Mais heureusement ! La bourgade de Brücken-Fluss vint à la nuit tombée et avec elle la généreuse et accueillante Frida Martigan. La sauveuse ! Enfin ! Le prêtre était sûr qu’il pouvait compter sur l’hospitalité de cette famille paysanne pour son entreprise. Agon ouvrit les bras en descendant de la calèche, enlaçant la maîtresse de maison amicalement. « — Eh bien vous v’là enfin ! On n’vous attendait plus ! s’exclama-t-elle avec un rire.

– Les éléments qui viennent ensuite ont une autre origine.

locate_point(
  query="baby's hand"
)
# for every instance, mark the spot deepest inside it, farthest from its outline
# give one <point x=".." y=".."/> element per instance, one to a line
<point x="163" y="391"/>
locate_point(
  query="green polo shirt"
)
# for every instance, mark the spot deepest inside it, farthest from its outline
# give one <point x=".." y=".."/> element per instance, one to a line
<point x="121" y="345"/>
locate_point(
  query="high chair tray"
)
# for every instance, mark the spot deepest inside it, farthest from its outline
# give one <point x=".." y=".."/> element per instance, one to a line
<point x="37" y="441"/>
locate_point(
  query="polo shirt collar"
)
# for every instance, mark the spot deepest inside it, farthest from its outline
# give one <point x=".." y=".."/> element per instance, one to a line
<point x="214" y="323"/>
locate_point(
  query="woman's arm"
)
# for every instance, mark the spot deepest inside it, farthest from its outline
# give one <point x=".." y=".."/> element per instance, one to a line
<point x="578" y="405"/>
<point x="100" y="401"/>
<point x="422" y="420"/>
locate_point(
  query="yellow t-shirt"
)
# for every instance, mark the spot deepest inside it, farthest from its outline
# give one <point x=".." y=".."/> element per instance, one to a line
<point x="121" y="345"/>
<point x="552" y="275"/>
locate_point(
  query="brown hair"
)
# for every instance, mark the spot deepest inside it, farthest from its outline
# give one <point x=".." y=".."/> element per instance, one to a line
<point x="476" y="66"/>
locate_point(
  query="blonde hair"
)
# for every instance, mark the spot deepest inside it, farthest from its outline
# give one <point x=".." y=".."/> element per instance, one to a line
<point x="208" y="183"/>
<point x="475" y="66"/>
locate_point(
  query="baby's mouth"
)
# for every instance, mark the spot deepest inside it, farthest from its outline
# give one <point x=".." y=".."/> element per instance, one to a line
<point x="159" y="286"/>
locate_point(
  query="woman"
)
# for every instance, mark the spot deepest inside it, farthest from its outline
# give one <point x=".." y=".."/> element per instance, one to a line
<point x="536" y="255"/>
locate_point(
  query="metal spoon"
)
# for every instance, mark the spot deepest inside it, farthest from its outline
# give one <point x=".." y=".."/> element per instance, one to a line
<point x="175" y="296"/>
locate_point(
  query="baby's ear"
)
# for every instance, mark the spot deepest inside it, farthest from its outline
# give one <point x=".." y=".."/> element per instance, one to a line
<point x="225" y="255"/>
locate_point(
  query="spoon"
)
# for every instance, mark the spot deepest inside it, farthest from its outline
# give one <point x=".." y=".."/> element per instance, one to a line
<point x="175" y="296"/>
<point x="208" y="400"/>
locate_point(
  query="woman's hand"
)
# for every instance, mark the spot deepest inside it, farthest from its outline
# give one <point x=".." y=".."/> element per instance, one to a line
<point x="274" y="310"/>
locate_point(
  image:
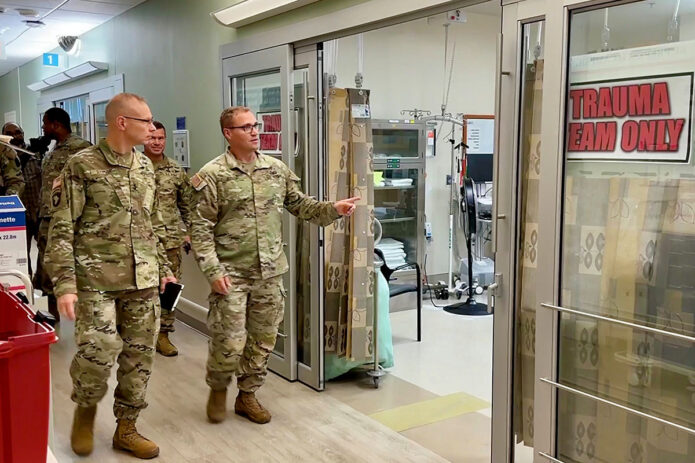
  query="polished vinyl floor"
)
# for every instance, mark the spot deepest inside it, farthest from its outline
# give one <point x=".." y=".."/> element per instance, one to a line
<point x="432" y="406"/>
<point x="307" y="426"/>
<point x="449" y="371"/>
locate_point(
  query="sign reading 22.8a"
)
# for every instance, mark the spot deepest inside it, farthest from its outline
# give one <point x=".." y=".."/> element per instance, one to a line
<point x="638" y="119"/>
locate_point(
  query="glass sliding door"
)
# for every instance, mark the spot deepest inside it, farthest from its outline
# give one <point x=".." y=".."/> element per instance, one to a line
<point x="262" y="81"/>
<point x="528" y="218"/>
<point x="624" y="380"/>
<point x="283" y="89"/>
<point x="515" y="219"/>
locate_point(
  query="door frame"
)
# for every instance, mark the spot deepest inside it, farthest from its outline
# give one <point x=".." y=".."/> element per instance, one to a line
<point x="311" y="58"/>
<point x="98" y="91"/>
<point x="515" y="15"/>
<point x="551" y="191"/>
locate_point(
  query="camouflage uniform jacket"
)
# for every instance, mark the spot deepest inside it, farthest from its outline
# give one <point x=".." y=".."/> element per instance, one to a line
<point x="12" y="181"/>
<point x="105" y="229"/>
<point x="53" y="163"/>
<point x="174" y="194"/>
<point x="237" y="228"/>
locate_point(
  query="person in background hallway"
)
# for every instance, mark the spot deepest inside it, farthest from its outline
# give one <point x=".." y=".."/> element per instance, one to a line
<point x="237" y="239"/>
<point x="174" y="196"/>
<point x="11" y="179"/>
<point x="106" y="261"/>
<point x="56" y="126"/>
<point x="31" y="196"/>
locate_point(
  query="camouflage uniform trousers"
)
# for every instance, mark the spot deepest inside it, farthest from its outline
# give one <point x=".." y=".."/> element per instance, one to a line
<point x="168" y="316"/>
<point x="243" y="327"/>
<point x="33" y="224"/>
<point x="110" y="326"/>
<point x="41" y="279"/>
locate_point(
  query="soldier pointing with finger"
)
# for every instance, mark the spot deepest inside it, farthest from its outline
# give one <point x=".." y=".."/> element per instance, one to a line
<point x="237" y="239"/>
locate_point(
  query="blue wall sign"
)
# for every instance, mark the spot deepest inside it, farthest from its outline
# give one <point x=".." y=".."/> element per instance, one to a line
<point x="50" y="59"/>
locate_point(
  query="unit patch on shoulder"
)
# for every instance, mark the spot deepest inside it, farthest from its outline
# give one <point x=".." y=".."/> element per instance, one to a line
<point x="56" y="191"/>
<point x="198" y="182"/>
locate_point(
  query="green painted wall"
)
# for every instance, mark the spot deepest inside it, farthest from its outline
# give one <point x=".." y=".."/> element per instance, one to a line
<point x="168" y="51"/>
<point x="9" y="96"/>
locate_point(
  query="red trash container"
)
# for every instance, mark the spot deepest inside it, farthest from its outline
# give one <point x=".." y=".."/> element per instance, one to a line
<point x="24" y="382"/>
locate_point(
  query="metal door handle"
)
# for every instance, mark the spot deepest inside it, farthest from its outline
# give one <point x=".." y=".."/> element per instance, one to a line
<point x="492" y="290"/>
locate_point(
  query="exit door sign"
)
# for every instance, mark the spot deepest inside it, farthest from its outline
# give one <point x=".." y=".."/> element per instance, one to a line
<point x="50" y="59"/>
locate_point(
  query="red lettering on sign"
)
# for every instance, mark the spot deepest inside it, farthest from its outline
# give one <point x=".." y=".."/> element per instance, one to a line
<point x="604" y="102"/>
<point x="630" y="136"/>
<point x="620" y="101"/>
<point x="661" y="136"/>
<point x="640" y="99"/>
<point x="606" y="134"/>
<point x="576" y="97"/>
<point x="589" y="136"/>
<point x="575" y="132"/>
<point x="661" y="103"/>
<point x="675" y="129"/>
<point x="587" y="141"/>
<point x="590" y="97"/>
<point x="647" y="136"/>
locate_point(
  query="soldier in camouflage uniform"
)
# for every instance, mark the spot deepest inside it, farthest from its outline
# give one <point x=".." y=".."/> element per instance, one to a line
<point x="56" y="126"/>
<point x="237" y="238"/>
<point x="174" y="196"/>
<point x="11" y="179"/>
<point x="104" y="250"/>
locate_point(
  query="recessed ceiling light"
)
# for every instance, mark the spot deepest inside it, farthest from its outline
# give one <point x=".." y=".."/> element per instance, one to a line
<point x="27" y="12"/>
<point x="34" y="23"/>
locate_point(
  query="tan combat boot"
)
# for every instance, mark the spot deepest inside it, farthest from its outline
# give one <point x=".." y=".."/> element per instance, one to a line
<point x="165" y="347"/>
<point x="82" y="437"/>
<point x="217" y="406"/>
<point x="247" y="405"/>
<point x="129" y="439"/>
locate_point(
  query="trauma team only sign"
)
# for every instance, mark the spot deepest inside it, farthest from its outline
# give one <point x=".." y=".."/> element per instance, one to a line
<point x="640" y="119"/>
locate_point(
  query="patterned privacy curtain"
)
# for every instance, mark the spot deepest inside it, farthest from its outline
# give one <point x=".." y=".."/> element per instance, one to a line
<point x="630" y="257"/>
<point x="524" y="373"/>
<point x="350" y="241"/>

- Nous sommes partis avec un peu de retard.
- C’que j’espérais. Je veux dire, j'espérais ça plutôt que les bandits. Entrez, ne restez pas dehors. »
Magret de canard et ses pommes de terre revenues à la poêle. Pile ce dont le jeune homme avait besoin. Le réconfort du connu. Un réconfort ô combien savoureux qui plus était !

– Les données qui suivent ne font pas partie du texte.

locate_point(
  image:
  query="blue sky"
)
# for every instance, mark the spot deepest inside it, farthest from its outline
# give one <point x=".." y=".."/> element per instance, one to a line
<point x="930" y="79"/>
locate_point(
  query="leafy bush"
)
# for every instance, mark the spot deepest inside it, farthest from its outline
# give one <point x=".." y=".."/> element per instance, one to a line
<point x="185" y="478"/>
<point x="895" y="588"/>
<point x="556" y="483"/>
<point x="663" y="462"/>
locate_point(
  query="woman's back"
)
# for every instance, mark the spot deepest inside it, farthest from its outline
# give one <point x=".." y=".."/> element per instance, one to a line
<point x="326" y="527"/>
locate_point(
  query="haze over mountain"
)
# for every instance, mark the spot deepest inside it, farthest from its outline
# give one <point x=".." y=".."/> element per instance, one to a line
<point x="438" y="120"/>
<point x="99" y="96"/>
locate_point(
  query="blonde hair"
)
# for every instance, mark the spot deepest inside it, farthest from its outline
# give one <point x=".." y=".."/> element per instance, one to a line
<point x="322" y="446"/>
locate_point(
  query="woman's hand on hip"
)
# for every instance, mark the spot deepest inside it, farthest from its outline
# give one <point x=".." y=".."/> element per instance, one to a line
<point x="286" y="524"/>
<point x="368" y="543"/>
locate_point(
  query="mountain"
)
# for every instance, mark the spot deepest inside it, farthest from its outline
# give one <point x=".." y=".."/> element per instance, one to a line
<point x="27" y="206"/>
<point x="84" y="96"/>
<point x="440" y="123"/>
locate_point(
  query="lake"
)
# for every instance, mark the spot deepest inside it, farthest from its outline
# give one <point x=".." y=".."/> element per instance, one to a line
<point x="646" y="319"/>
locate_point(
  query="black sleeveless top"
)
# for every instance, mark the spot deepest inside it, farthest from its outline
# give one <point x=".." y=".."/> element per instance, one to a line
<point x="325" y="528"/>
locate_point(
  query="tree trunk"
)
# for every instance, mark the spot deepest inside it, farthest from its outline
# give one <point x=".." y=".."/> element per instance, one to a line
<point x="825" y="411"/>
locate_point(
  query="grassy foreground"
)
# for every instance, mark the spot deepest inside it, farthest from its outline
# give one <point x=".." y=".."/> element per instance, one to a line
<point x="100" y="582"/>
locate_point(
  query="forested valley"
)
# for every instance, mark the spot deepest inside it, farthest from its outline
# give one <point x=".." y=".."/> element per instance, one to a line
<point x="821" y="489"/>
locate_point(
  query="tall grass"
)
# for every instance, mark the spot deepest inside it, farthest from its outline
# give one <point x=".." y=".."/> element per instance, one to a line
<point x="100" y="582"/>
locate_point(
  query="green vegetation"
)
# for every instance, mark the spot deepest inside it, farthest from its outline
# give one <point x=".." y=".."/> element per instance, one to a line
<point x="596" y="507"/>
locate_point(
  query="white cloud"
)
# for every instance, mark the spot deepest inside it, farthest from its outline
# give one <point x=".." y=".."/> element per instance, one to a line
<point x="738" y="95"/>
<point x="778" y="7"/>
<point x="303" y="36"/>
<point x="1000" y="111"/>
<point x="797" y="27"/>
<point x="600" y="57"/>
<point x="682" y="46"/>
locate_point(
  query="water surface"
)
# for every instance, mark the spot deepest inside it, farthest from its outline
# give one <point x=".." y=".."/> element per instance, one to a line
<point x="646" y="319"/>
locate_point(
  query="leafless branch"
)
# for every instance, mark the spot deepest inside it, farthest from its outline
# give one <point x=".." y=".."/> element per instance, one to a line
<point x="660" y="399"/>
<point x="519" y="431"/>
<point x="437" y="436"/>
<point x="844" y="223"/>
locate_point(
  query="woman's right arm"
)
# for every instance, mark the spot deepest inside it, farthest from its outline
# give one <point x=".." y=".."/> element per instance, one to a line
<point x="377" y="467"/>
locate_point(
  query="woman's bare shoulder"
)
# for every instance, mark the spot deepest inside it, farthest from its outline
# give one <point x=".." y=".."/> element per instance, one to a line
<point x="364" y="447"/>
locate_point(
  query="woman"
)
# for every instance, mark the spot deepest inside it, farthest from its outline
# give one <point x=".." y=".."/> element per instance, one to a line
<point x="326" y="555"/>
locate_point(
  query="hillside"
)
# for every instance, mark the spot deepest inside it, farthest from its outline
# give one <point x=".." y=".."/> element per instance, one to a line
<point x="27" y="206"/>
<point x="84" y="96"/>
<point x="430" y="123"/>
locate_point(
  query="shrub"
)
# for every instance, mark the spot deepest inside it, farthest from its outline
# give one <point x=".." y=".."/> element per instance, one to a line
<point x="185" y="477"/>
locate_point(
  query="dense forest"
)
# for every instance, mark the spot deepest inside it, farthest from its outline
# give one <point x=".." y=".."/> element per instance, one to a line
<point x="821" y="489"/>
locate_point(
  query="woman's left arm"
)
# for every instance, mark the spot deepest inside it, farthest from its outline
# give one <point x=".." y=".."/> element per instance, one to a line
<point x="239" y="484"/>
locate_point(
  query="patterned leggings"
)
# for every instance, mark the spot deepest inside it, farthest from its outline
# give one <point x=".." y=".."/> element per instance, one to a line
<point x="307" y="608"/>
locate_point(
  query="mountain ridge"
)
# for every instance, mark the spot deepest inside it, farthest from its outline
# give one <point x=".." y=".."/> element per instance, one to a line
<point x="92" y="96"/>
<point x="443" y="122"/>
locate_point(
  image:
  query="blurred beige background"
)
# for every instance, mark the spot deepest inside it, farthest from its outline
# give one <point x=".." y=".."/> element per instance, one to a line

Les discussions tournèrent autour des contes de la Terre des Dragons et des exploits de vie du templier Damien. Le prêtre remarquait pour la première fois chez eux des points communs qu’il avait jusque là occultés. Une sorte de douceur profonde, un calme qui se manifestait dans chacune de leurs paroles. Elles en faisaient tantôt de sereins conteurs écoutés par tous, tantôt l’oreille prête à vous écouter sans vouloir vous porter jugement. Tout deux portaient dans le regard la même bienveillance polie par de sombres heures. C’est ainsi que, miche de pain en main, Agon se trouvait à fixer l’un et l’autre alternativement — jusqu’à ce que l’un des petits-fils de Gregor (d’ailleurs absent ce soir-ci) vienne tirer sur sa soutane. « — Dis m’sieur l’prêtre, tu viens jouer avec moi ? demanda-t-il innocemment.
- Si tu veux, oui, oui — le prêtre abandonnait son crouton en reportant son attention sur le gosse d’un peu moins d’une dizaine d’années — A quoi tu veux jouer dis-moi ?
- A ça ! »
Sur le sol à quelques mètres de là trônait un vieux — et très rudimentaire — jeu d’échecs.
Damnation.
C’était bien un jeu qu’il abhorrait plus que n’importe quel autre. Jamais Agon n’avait pu enregistrer autre chose que le mouvement des pièces dans sa petite caboche. Toujours, il se faisait avoir par les mêmes tactiques basiques. Son désarroi dû se lire avec une facilité déconcertante, puisque la grand-père du petit vint à son secours. « Dis-moi mon petit, c’est pas soirée normale ce soir ! Tu veux pas m’faire honte d’vant nos invités tout d’même. Allez, tu vas m’aider à débarrasser !
- Mais mamie !
- Tut-tut !On n’proteste pas.
- Après alors..?
- Si m’sieur l’prêtre Wiley a l’temps. Il doit s’reposer aussi, l’excusa-t-elle par avance tout en se levant.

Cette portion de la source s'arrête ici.